Kathleen Davis, a senior foreign policy adviser in the Prime Minister's Office, agreed with Kim that a plan to issue a news release thanking the South Korean government should be scrapped to avoid generating what she called "unnecessary controversy."
"Agree with this, for what it's worth," she wrote.
Andrew MacKendrick, a communications planning staffer in the Prime Minister's Office, asked if Health Canada or the Public Health Agency of Canada (PHAC) raised any red flags about this donation to a relatively small subset of the Canadian population at a time when there were supply demands elsewhere.
"Are there any issues with Health/PHAC that these donations are going to specific places vs. to PHAC and then area of greatest need?" Andrew MacKendrick, a communications staffer in the Prime Minister's Office, asked John Embury, the director of communications to Veterans Affairs Minister Lawrence MacAulay.
Travis Gordon, a senior policy adviser in Health Minister Patty Hajdu's office, said the federal government couldn't easily intercept the donation to make up for shortfalls elsewhere.
"Given that it's a donation, I suppose we can't redirect them to where they are sorely needed (hospitals)," Gordon wrote.
"We will just try to avoid this spinning into a story about how some vets in some LTC homes will get N95s while doctors in hospital are limited to one per day," he added. "Please let us know if any interesting media Qs come your way on mask grade/distribution."
John Brassard, the Conservative critic for veterans affairs, said it's "egregious" that the government was even considering "confiscating" masks destined for elderly war veterans.
"It tells me just how miserably unprepared the Canadian government was in terms of PPE and providing PPE to front line health care workers, including doctors," Brassard told CBC News.
"It was a gift. A gift from the South Korean government to elderly Canadian war veterans who served in the Korean conflict. The fact they were even thinking about confiscating this gift, it's disturbing."
After pushback from his colleagues, Embury ultimately dropped plans to release a statement to the media celebrating the donation and the diplomatic gesture. "No problem, we will pull the plug," he wrote on May 20.
He also said he would ask the South Korean embassy to hold off on publicizing the donation until after the prime minister's scheduled press conference on May 21 so that Trudeau could avoid questions from the media.
"Asked them to delay releasing their NR until after the PM's news conference, but no guarantee on that," he said.
"Great thanks," Kim said in response.
On May 21, the prime minister announced support for off-reserve Indigenous communities in the morning. A ceremony commemorating the face mask donation was later held at the South Korean embassy in Ottawa.
MacAulay did not attend that ceremony but the department's deputy minister, Walt Natynczyk, was on hand.

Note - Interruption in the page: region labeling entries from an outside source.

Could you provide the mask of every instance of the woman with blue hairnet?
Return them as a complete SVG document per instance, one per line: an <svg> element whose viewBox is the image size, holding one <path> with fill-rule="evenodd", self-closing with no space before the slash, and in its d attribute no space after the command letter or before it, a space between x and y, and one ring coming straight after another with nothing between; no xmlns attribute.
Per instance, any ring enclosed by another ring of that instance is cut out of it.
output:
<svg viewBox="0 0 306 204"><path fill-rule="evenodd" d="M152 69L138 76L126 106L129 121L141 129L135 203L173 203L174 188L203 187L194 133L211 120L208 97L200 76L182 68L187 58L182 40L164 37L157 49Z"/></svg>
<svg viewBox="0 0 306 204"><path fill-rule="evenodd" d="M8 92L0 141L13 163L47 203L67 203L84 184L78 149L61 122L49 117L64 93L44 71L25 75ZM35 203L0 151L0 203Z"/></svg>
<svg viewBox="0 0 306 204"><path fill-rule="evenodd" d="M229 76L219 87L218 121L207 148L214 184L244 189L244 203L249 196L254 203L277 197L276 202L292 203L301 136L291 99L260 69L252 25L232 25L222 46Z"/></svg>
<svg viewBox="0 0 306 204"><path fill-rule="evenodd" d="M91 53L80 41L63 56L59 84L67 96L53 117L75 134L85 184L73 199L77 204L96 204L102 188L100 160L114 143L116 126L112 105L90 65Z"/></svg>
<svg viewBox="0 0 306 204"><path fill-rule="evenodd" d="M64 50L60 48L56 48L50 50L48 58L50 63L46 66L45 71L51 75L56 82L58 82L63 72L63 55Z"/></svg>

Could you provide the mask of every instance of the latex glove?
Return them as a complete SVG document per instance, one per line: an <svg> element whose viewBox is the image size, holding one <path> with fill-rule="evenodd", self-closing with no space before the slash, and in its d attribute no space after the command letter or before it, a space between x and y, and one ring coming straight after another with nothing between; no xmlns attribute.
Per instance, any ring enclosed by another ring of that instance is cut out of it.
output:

"They were clearly embarrassed by the PPE situation. They were trying to tamp down this news release, and hold off. They didn't want the prime minister to be asked about it because they didn't want him to be embarrassed," Brassard said.
Reached by phone, Embury said VAC had planned to send out a news release but the South Korean embassy "jumped out ahead of us" and released one of its own, "and we just rolled with the punches."
He said a press release was "only one possible channel" to acknowledge the donation, and MacAulay later had a private Zoom call with the South Korean ambassador to thank him for the donation.
"We didn't have any reluctance to publicize the gift of masks," Embury said.
The donation ultimately received scant coverage in the mainstream press until CBC News in Nova Scotia and Newfoundland and Labrador profiled some grateful Korean War veterans at the end of June, nearly a month after the masks had first arrived in Canada.
"I feel very proud that they remembered some of the guys that were over there. A lot of the guys never came back," one recipient, Jake McDonald, said of the South Korean donation.